2. Social Media Optimisations
You have to make sure you’re posting regularly on social media and that your accounts have enough information on them.
If you are a local business or serve a specific area, make sure this is shown on your social profile bio’s.
All accounts should have a minimum of:
- web address
- contact phone number
- short description of the offer
3. High Converting Web Design
In today’s world, everything leads back to your website.
Anyone who hears about you – even if it’s word of mouth – will try and look through your website before making contact.
So you need to make sure your website has been set up to convert a high number of your visitors into leads.
Explaining exactly how to do this could take a couple of books to write, but the best place to start is by thinking about the action you want your visitors to take.
Do you want them to fill out a form, give you a call, or make a booking?
Once you know what action you want them to take, everything on your website needs to lead the visitor to take that action.
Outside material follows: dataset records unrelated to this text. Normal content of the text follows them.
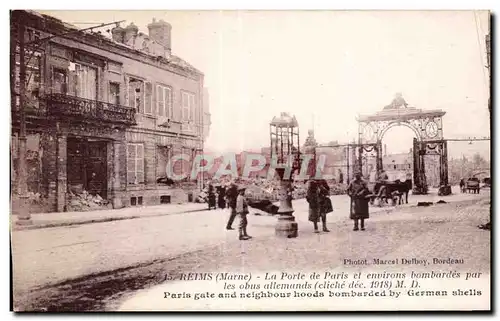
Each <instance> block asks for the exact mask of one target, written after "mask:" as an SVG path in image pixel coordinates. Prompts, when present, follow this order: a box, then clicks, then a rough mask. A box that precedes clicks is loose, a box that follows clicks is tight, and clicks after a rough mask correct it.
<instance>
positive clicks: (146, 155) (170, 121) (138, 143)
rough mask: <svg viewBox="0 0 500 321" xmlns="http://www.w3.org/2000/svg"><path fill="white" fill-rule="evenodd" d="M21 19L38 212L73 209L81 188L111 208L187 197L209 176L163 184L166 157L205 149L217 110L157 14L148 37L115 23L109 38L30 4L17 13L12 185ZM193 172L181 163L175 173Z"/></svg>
mask: <svg viewBox="0 0 500 321" xmlns="http://www.w3.org/2000/svg"><path fill="white" fill-rule="evenodd" d="M19 23H23V24H24V26H25V35H24V39H25V43H26V44H27V48H26V50H25V65H26V78H27V81H26V84H27V85H26V88H25V95H24V97H25V104H24V110H25V115H26V116H25V117H26V130H27V163H28V166H27V170H28V189H29V191H30V192H31V193H36V194H37V195H40V196H41V198H42V199H44V201H45V203H44V204H45V205H44V207H43V208H41V209H40V211H47V212H50V211H57V212H62V211H69V210H71V209H70V208H69V205H70V200H71V196H72V195H75V194H78V193H82V192H83V191H86V192H88V193H89V194H91V195H99V197H100V198H102V199H104V200H105V201H106V202H105V203H109V205H108V206H109V207H112V208H121V207H125V206H141V205H153V204H162V203H170V202H172V203H173V202H175V203H178V202H186V201H189V199H190V198H191V195H192V193H196V190H198V189H199V187H200V186H198V185H199V183H201V182H199V183H198V185H197V182H190V181H185V182H176V183H175V184H171V182H168V183H165V182H167V181H168V180H166V179H165V178H166V177H167V162H168V160H169V159H170V157H171V156H172V155H174V154H180V153H183V154H188V155H192V156H193V157H192V159H194V156H195V155H196V154H198V153H202V151H203V142H204V139H206V137H207V135H208V132H209V127H210V115H209V112H208V106H207V105H206V104H204V102H205V101H206V100H207V99H206V98H204V92H206V89H205V88H204V75H203V73H202V72H200V71H199V70H197V69H196V68H194V67H193V66H191V65H190V64H188V63H187V62H185V61H184V60H182V59H181V58H179V57H177V56H175V55H173V54H172V52H171V38H172V37H171V33H172V27H171V25H170V24H168V23H167V22H164V21H163V20H160V21H155V20H154V19H153V21H152V23H150V24H149V25H148V29H149V32H148V34H144V33H141V32H139V30H138V27H137V26H135V25H134V24H133V23H130V24H129V25H128V26H126V27H120V26H118V25H117V26H114V28H112V29H110V30H109V33H110V35H109V36H106V35H104V34H101V33H100V32H79V31H78V28H76V27H74V26H72V25H70V24H67V23H64V22H63V21H61V20H58V19H56V18H54V17H51V16H48V15H42V14H39V13H37V12H33V11H24V10H19V11H12V12H11V91H12V93H13V94H12V106H11V109H12V118H11V119H12V144H11V156H12V157H11V159H12V164H11V165H12V169H13V170H12V187H13V191H15V188H16V175H17V173H18V168H17V164H18V159H17V157H18V156H17V147H18V140H17V137H18V135H19V128H20V117H19V116H20V113H19V110H20V106H19V67H20V65H19V64H20V59H19V58H20V50H19V39H20V38H19V35H18V34H17V30H18V28H17V26H18V24H19ZM103 33H104V32H103ZM53 35H58V36H55V37H53V38H50V39H48V38H47V37H49V36H53ZM34 40H35V41H34ZM33 41H34V42H33ZM30 43H31V44H33V45H29V44H30ZM191 169H192V168H191V164H190V163H188V162H180V161H179V162H176V163H175V166H174V172H175V173H176V174H180V173H190V172H191Z"/></svg>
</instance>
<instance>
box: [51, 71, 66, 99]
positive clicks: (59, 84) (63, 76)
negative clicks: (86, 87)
mask: <svg viewBox="0 0 500 321" xmlns="http://www.w3.org/2000/svg"><path fill="white" fill-rule="evenodd" d="M52 74H53V75H52V76H53V77H52V91H53V92H54V93H57V94H66V93H67V92H68V74H67V72H66V70H64V69H59V68H54V70H53V73H52Z"/></svg>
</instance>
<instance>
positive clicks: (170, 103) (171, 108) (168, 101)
mask: <svg viewBox="0 0 500 321" xmlns="http://www.w3.org/2000/svg"><path fill="white" fill-rule="evenodd" d="M165 104H166V107H165V113H166V115H167V116H168V117H169V118H173V117H174V111H173V107H172V89H170V87H167V88H165Z"/></svg>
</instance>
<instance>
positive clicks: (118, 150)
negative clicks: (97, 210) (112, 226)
mask: <svg viewBox="0 0 500 321" xmlns="http://www.w3.org/2000/svg"><path fill="white" fill-rule="evenodd" d="M123 150H125V144H124V143H123V142H121V141H114V142H113V162H112V164H113V193H112V202H113V208H115V209H116V208H122V207H123V202H122V195H121V194H122V193H121V192H122V191H123V189H122V185H123V184H122V179H121V178H122V175H120V167H121V164H125V162H126V159H123V160H122V157H120V155H121V154H122V151H123ZM125 184H126V182H125Z"/></svg>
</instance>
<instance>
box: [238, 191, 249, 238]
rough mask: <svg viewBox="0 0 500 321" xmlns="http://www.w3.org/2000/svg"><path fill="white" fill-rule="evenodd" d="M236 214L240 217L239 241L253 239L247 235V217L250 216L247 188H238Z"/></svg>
mask: <svg viewBox="0 0 500 321" xmlns="http://www.w3.org/2000/svg"><path fill="white" fill-rule="evenodd" d="M236 213H238V216H239V217H240V229H239V231H240V236H239V239H240V240H242V241H246V240H249V239H251V238H252V237H251V236H249V235H248V234H247V225H248V220H247V215H248V213H249V212H248V202H247V199H246V198H245V188H244V187H240V188H238V197H237V198H236Z"/></svg>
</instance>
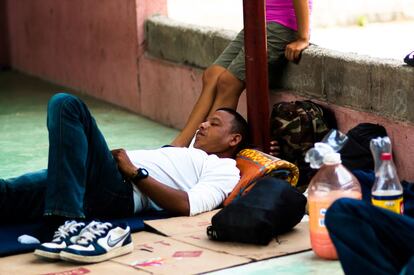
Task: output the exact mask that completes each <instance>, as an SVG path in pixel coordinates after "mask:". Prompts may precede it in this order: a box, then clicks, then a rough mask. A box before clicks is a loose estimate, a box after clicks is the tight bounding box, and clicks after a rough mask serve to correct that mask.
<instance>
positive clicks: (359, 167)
mask: <svg viewBox="0 0 414 275" xmlns="http://www.w3.org/2000/svg"><path fill="white" fill-rule="evenodd" d="M346 136H347V137H348V141H347V142H346V143H345V145H344V147H342V149H341V150H340V151H339V153H340V154H341V160H342V164H343V165H344V166H345V167H346V168H348V169H349V170H351V171H352V170H355V169H362V170H374V158H373V157H372V153H371V149H370V142H371V139H373V138H377V137H385V136H387V130H386V129H385V128H384V126H382V125H379V124H373V123H360V124H358V125H357V126H355V127H354V128H352V129H351V130H349V131H348V133H346Z"/></svg>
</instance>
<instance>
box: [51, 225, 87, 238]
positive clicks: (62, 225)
mask: <svg viewBox="0 0 414 275" xmlns="http://www.w3.org/2000/svg"><path fill="white" fill-rule="evenodd" d="M83 225H85V224H84V223H82V222H80V223H78V222H76V221H66V222H65V224H64V225H61V226H59V228H58V230H56V231H55V234H54V235H53V242H59V241H61V240H62V239H64V238H66V237H67V236H69V233H74V232H76V230H77V229H78V227H79V226H83Z"/></svg>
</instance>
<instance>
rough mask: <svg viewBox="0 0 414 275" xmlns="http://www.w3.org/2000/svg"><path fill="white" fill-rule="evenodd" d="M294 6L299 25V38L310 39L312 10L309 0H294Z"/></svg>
mask: <svg viewBox="0 0 414 275" xmlns="http://www.w3.org/2000/svg"><path fill="white" fill-rule="evenodd" d="M293 7H294V9H295V14H296V22H297V27H298V39H303V40H306V41H309V38H310V34H309V29H310V22H309V21H310V20H309V16H310V10H309V2H308V0H293Z"/></svg>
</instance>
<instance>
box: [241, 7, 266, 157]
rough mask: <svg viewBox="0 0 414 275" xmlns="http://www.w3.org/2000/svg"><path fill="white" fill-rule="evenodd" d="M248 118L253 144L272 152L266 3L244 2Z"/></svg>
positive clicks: (258, 147)
mask: <svg viewBox="0 0 414 275" xmlns="http://www.w3.org/2000/svg"><path fill="white" fill-rule="evenodd" d="M243 16H244V45H245V50H246V92H247V117H248V121H249V126H250V131H251V140H252V143H253V144H254V145H255V146H257V147H258V148H259V149H261V150H263V151H264V152H269V145H270V144H269V142H270V129H269V84H268V83H269V81H268V67H267V66H268V65H267V41H266V15H265V0H243Z"/></svg>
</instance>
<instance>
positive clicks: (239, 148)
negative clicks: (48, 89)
mask: <svg viewBox="0 0 414 275" xmlns="http://www.w3.org/2000/svg"><path fill="white" fill-rule="evenodd" d="M47 129H48V131H49V158H48V167H47V169H45V170H41V171H37V172H32V173H28V174H24V175H22V176H19V177H16V178H11V179H0V217H1V220H2V222H3V223H5V222H17V221H25V222H28V221H40V220H43V221H44V222H45V225H46V226H47V227H50V230H51V231H50V233H53V230H55V229H56V228H57V227H58V225H60V224H63V222H64V221H65V220H68V219H75V220H82V219H92V218H100V219H109V218H122V217H131V216H133V215H134V214H135V213H138V212H141V211H144V210H150V209H153V210H161V209H164V210H167V211H168V212H170V213H171V214H173V215H184V216H188V215H196V214H198V213H201V212H205V211H209V210H212V209H214V208H216V207H217V206H219V205H220V204H221V203H222V201H223V200H224V199H225V198H226V196H227V195H228V194H229V193H230V192H231V191H232V189H233V188H234V186H235V185H236V184H237V182H238V180H239V178H240V175H239V170H238V169H237V167H236V161H235V160H234V159H233V158H234V157H235V155H236V153H237V152H238V151H239V150H240V149H242V148H244V147H245V146H246V144H247V137H248V133H247V132H248V127H247V122H246V121H245V119H244V118H243V117H242V116H241V115H240V114H238V113H237V112H235V111H233V110H231V109H227V108H221V109H218V110H216V111H215V112H213V113H212V114H211V116H209V117H208V119H207V120H206V121H205V122H203V123H201V124H200V125H199V128H198V132H197V134H196V137H195V143H194V146H193V147H192V148H183V147H163V148H159V149H155V150H136V151H125V150H123V149H116V150H113V151H110V150H109V148H108V146H107V144H106V141H105V139H104V137H103V135H102V134H101V132H100V130H99V129H98V126H97V124H96V122H95V120H94V118H93V117H92V115H91V113H90V112H89V110H88V108H87V106H86V105H85V104H84V103H83V102H82V101H81V100H80V99H79V98H78V97H76V96H73V95H70V94H65V93H60V94H56V95H54V96H53V97H52V98H51V99H50V101H49V103H48V109H47ZM44 237H45V238H47V237H46V236H44Z"/></svg>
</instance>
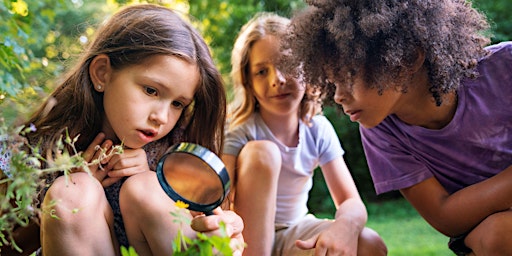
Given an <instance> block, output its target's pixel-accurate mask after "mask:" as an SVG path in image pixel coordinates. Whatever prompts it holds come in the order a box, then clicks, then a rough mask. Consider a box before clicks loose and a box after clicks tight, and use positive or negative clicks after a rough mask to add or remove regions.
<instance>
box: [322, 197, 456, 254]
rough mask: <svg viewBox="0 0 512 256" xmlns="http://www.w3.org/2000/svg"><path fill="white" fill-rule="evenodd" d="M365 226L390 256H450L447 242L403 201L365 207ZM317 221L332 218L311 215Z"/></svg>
mask: <svg viewBox="0 0 512 256" xmlns="http://www.w3.org/2000/svg"><path fill="white" fill-rule="evenodd" d="M366 207H367V210H368V223H367V225H366V226H368V227H370V228H372V229H373V230H375V231H377V232H378V233H379V234H380V236H381V237H382V238H383V239H384V242H385V243H386V245H387V247H388V255H390V256H454V255H455V254H454V253H453V252H452V251H451V250H450V249H448V245H447V244H448V238H447V237H446V236H444V235H443V234H441V233H439V232H437V231H436V230H435V229H434V228H432V227H431V226H430V225H429V224H428V223H427V222H426V221H425V220H424V219H423V218H422V217H421V216H420V215H419V214H418V213H417V212H416V210H414V208H413V207H412V206H411V205H410V204H409V203H408V202H407V201H405V199H403V198H402V199H395V200H389V201H383V202H378V203H367V204H366ZM315 215H316V216H317V217H321V218H332V215H329V214H322V213H315Z"/></svg>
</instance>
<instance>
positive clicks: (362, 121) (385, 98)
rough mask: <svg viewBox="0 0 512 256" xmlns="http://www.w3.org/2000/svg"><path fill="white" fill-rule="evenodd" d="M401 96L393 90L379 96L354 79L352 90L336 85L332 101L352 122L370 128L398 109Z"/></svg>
mask: <svg viewBox="0 0 512 256" xmlns="http://www.w3.org/2000/svg"><path fill="white" fill-rule="evenodd" d="M401 96H402V93H401V92H400V91H399V90H395V89H386V90H384V91H383V92H382V94H381V95H379V93H378V90H377V89H369V88H368V87H367V86H366V84H365V82H364V81H363V79H361V78H360V77H356V78H355V79H354V85H353V87H352V89H350V88H348V86H345V85H339V84H338V83H336V92H335V94H334V101H335V102H336V103H337V104H338V105H341V106H342V107H343V111H344V112H345V114H346V115H348V116H350V120H351V121H352V122H359V124H361V125H362V126H364V127H365V128H371V127H374V126H377V125H378V124H379V123H380V122H382V120H384V118H386V117H387V116H388V115H390V114H393V113H394V112H395V109H398V108H399V99H400V98H401Z"/></svg>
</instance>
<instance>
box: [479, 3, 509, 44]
mask: <svg viewBox="0 0 512 256" xmlns="http://www.w3.org/2000/svg"><path fill="white" fill-rule="evenodd" d="M472 2H473V6H475V7H476V8H477V9H479V10H481V11H482V12H483V13H484V14H485V15H486V16H487V17H488V19H489V21H490V23H491V26H492V34H493V36H492V41H493V42H494V43H498V42H502V41H509V40H512V19H511V16H510V14H511V13H512V4H511V2H510V0H493V1H488V0H473V1H472Z"/></svg>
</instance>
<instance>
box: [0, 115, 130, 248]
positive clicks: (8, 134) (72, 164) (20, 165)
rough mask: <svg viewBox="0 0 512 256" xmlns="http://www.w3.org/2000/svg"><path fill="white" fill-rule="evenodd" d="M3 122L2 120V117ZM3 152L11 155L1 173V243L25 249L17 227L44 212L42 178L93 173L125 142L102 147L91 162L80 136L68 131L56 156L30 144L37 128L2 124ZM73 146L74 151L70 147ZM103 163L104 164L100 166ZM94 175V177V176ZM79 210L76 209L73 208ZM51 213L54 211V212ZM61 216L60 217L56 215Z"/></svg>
mask: <svg viewBox="0 0 512 256" xmlns="http://www.w3.org/2000/svg"><path fill="white" fill-rule="evenodd" d="M0 121H1V120H0ZM0 127H1V128H0V139H1V140H2V142H1V143H2V144H1V145H0V154H2V155H8V156H10V160H9V161H8V163H7V165H8V167H7V168H5V169H6V170H3V171H2V172H0V195H2V196H1V197H0V213H1V215H0V246H3V245H6V244H12V245H13V247H14V248H15V249H16V250H18V251H20V252H21V249H20V248H19V247H18V246H17V245H16V241H14V238H13V233H12V232H13V229H14V228H15V227H16V226H21V227H26V226H27V225H28V224H29V222H30V220H31V219H32V218H34V216H37V215H38V213H39V212H41V211H44V209H40V208H38V207H37V206H35V205H37V200H38V198H37V197H38V191H39V189H41V187H42V186H43V185H42V184H41V177H42V176H43V175H46V174H52V173H61V172H63V174H64V175H65V177H66V178H68V179H69V177H70V176H69V174H70V173H71V172H73V171H76V170H80V169H81V170H83V171H85V172H87V173H89V174H91V172H90V169H89V166H91V165H97V164H99V163H100V162H101V160H102V159H103V158H108V157H110V156H111V155H113V154H120V153H122V152H123V148H122V145H118V146H115V147H114V148H113V149H112V150H111V151H109V152H107V151H106V150H105V149H102V148H98V150H101V156H100V157H99V158H98V159H95V160H93V161H91V162H87V161H85V159H84V158H83V157H82V154H81V152H78V151H77V150H76V148H75V145H74V144H75V142H76V141H77V139H78V136H77V137H75V138H73V139H72V138H70V137H69V134H67V133H66V136H65V137H64V138H62V137H61V139H60V140H59V141H58V142H57V144H56V145H55V148H54V149H53V150H52V151H53V152H52V153H53V156H48V157H44V156H43V155H42V154H43V153H42V152H40V149H39V148H38V145H36V146H32V145H30V144H29V143H28V140H27V138H26V135H27V134H28V133H30V132H34V131H35V130H36V127H34V126H33V125H31V126H29V127H23V126H21V127H19V128H17V129H15V130H14V131H12V132H9V131H8V129H7V128H6V127H5V125H3V124H2V123H0ZM68 147H69V148H71V149H72V150H71V152H69V151H68V150H67V148H68ZM100 166H101V165H100ZM91 178H94V177H92V175H91ZM72 211H76V209H72ZM50 214H52V213H51V212H50ZM54 217H55V218H58V216H54Z"/></svg>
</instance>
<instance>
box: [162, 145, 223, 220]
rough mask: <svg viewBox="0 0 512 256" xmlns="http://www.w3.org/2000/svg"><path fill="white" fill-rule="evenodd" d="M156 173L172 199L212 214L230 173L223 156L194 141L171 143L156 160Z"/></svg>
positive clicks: (207, 214)
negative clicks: (222, 158)
mask: <svg viewBox="0 0 512 256" xmlns="http://www.w3.org/2000/svg"><path fill="white" fill-rule="evenodd" d="M156 175H157V177H158V182H159V183H160V186H162V189H163V190H164V191H165V193H166V194H167V195H168V196H169V197H170V198H171V199H172V200H174V201H175V202H177V201H178V200H179V201H182V202H184V203H186V204H188V205H189V207H188V209H189V210H192V211H197V212H203V213H204V214H206V215H211V214H213V213H212V211H213V209H215V208H217V207H218V206H219V205H220V204H222V201H224V198H226V196H227V194H228V192H229V184H230V180H229V175H228V172H227V170H226V167H225V166H224V163H223V162H222V160H220V158H219V157H218V156H217V155H216V154H215V153H213V152H212V151H210V150H209V149H207V148H205V147H203V146H200V145H198V144H194V143H188V142H182V143H178V144H176V145H173V146H172V147H171V148H170V149H169V150H168V151H167V153H165V154H164V156H162V158H161V159H160V160H159V161H158V165H157V167H156Z"/></svg>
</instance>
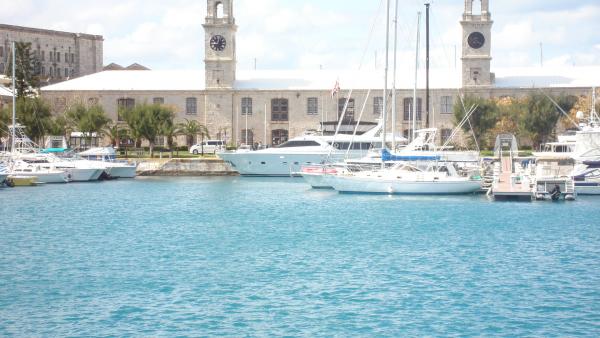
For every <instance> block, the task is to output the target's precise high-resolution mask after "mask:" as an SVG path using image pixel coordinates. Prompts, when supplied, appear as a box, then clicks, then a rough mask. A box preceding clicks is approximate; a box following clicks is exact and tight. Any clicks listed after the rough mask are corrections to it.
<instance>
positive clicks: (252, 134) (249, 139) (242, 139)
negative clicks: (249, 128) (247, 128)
mask: <svg viewBox="0 0 600 338" xmlns="http://www.w3.org/2000/svg"><path fill="white" fill-rule="evenodd" d="M240 140H241V141H242V144H248V145H253V144H254V133H253V132H252V130H251V129H242V137H240Z"/></svg>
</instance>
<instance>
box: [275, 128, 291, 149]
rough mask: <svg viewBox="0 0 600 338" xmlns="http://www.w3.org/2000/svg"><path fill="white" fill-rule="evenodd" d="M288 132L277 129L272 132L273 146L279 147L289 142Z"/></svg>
mask: <svg viewBox="0 0 600 338" xmlns="http://www.w3.org/2000/svg"><path fill="white" fill-rule="evenodd" d="M288 135H289V134H288V131H287V130H285V129H275V130H273V131H272V132H271V145H273V146H277V145H280V144H282V143H283V142H287V140H288Z"/></svg>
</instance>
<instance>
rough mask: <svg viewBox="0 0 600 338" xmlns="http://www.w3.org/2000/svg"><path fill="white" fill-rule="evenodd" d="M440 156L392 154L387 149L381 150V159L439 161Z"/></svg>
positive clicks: (392, 160)
mask: <svg viewBox="0 0 600 338" xmlns="http://www.w3.org/2000/svg"><path fill="white" fill-rule="evenodd" d="M439 159H440V156H427V155H410V156H402V155H392V153H390V152H389V150H387V149H385V148H384V149H383V150H381V160H382V161H384V162H387V161H439Z"/></svg>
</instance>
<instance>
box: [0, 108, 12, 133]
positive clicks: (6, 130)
mask: <svg viewBox="0 0 600 338" xmlns="http://www.w3.org/2000/svg"><path fill="white" fill-rule="evenodd" d="M11 109H12V108H11V107H10V106H6V107H4V108H3V109H2V110H0V138H5V137H7V136H8V126H10V125H11V123H12V111H11Z"/></svg>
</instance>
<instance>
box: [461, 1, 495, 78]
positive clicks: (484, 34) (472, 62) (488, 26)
mask: <svg viewBox="0 0 600 338" xmlns="http://www.w3.org/2000/svg"><path fill="white" fill-rule="evenodd" d="M474 3H475V5H479V8H475V7H476V6H474ZM493 23H494V22H493V21H492V15H491V13H490V6H489V0H465V11H464V13H463V18H462V20H461V22H460V24H461V25H462V31H463V39H462V40H463V42H462V85H463V87H464V88H468V87H485V86H488V87H489V86H492V85H493V84H494V80H495V79H494V77H495V76H494V74H493V73H492V72H491V69H490V66H491V61H492V25H493Z"/></svg>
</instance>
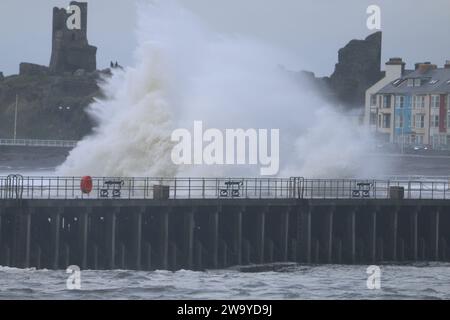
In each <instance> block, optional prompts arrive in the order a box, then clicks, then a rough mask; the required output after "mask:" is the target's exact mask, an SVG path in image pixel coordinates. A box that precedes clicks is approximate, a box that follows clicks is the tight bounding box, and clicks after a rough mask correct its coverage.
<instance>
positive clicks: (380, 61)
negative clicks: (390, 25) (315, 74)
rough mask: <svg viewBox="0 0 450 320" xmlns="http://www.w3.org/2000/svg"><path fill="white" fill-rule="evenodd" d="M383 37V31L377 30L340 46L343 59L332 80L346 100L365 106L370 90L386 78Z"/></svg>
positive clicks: (337, 67) (344, 102)
mask: <svg viewBox="0 0 450 320" xmlns="http://www.w3.org/2000/svg"><path fill="white" fill-rule="evenodd" d="M381 40H382V33H381V32H376V33H374V34H372V35H370V36H368V37H367V38H366V39H365V40H352V41H350V42H349V43H348V44H347V45H346V46H345V47H344V48H342V49H341V50H339V62H338V63H337V64H336V68H335V71H334V73H333V74H332V75H331V77H330V80H329V83H330V86H331V88H332V89H333V91H334V93H335V94H336V98H337V100H338V101H339V102H341V103H342V104H344V105H347V106H351V107H358V106H364V99H365V93H366V90H367V89H368V88H369V87H371V86H372V85H373V84H374V83H376V82H377V81H379V80H380V79H381V78H382V74H381V71H380V69H381Z"/></svg>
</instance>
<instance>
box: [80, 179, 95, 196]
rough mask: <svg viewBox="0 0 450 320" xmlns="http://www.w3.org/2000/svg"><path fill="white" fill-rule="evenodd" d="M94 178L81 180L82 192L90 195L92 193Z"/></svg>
mask: <svg viewBox="0 0 450 320" xmlns="http://www.w3.org/2000/svg"><path fill="white" fill-rule="evenodd" d="M92 185H93V184H92V178H91V177H89V176H86V177H83V178H81V183H80V189H81V192H83V193H85V194H89V193H91V191H92Z"/></svg>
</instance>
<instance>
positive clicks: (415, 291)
mask: <svg viewBox="0 0 450 320" xmlns="http://www.w3.org/2000/svg"><path fill="white" fill-rule="evenodd" d="M366 270H367V266H339V265H328V266H298V267H294V268H291V269H288V270H285V271H283V272H263V273H242V272H238V271H233V270H220V271H209V272H191V271H179V272H175V273H173V272H167V271H155V272H135V271H121V270H117V271H82V272H81V290H74V291H71V290H68V289H67V287H66V280H67V277H68V275H67V274H66V273H65V272H64V271H48V270H39V271H38V270H33V269H28V270H19V269H13V268H1V267H0V299H102V300H104V299H170V300H176V299H227V300H233V299H257V300H259V299H276V300H278V299H450V264H438V263H430V264H422V265H402V266H391V265H389V266H381V271H382V273H381V289H380V290H369V289H367V277H368V275H367V274H366Z"/></svg>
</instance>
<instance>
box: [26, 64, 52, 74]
mask: <svg viewBox="0 0 450 320" xmlns="http://www.w3.org/2000/svg"><path fill="white" fill-rule="evenodd" d="M19 74H20V75H21V76H46V75H48V74H49V69H48V67H46V66H41V65H38V64H34V63H26V62H22V63H21V64H20V72H19Z"/></svg>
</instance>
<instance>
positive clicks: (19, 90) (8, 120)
mask: <svg viewBox="0 0 450 320" xmlns="http://www.w3.org/2000/svg"><path fill="white" fill-rule="evenodd" d="M25 66H27V65H25ZM38 70H39V69H38ZM108 75H109V69H107V70H105V71H103V72H101V71H95V72H91V73H86V74H84V75H67V74H65V75H55V74H47V75H45V74H35V73H33V72H31V73H30V72H29V70H27V71H26V72H23V73H22V74H21V75H14V76H9V77H6V78H5V79H4V80H3V81H1V82H0V137H1V138H12V136H13V131H14V110H15V99H16V94H18V95H19V107H18V121H17V137H18V138H19V139H31V138H33V139H62V140H77V139H80V138H82V137H83V136H85V135H86V134H89V133H90V132H91V130H92V127H93V123H92V120H91V119H90V118H89V117H88V115H87V113H86V112H85V111H84V110H85V108H86V107H87V106H88V105H89V104H90V103H92V102H93V101H94V98H96V97H102V94H101V91H100V88H99V86H98V81H100V80H101V79H102V77H103V76H108Z"/></svg>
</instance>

Remember, the majority of your website visitors are on your website because they want your service, most likely have the funds available, and just want to know if you’re best positioned to help them (this is why authority is so important).
4. Search Engine Optimisation (SEO)
This is the practice of being found on Google when people are looking for businesses like yours.
If you want people to become more aware of your business, you don’t have an option, you must be found on Google.
As the saying goes “The best place to hide a dead body is on page 2 of Google”. If you don’t want your business to die, you need to get as high in Google results as possible.
97% of internet users will search online for a business before using any other method to get in touch with them.
If you can’t be found on Google, you are, effectively, only opening your business up to 3% of your potential market because people simply aren’t aware that you exist.
5. Ad Campaigns
These are the best possible way to create awareness of your business.
The reason we list them as 5th on the steps to take is because your ad campaigns are informed by your market research, they’re more complex than optimising your social media accounts, your website needs to be highly optimised to convert the increase in traffic your ads will bring in, and SEO takes longer to gain momentum so it’s important you do this as soon as possible.
A successful ad campaign is very rarely a single ad, telling people to buy what you have to offer.
You don’t ask someone to marry you on the first date, and people don’t buy from businesses this way either.
Your ad campaign should have multiple ads, with the first ad simply being about generating awareness of your business – making sure as many people as possible in your target market know you exist.
6. PR Campaign
Finally, PR campaigns can help generate more awareness.
Find a way to gain media attention for your business (in a positive way).
This can also help with your SEO efforts as links coming back to your website from larger news websites will help you rank higher within Google search results.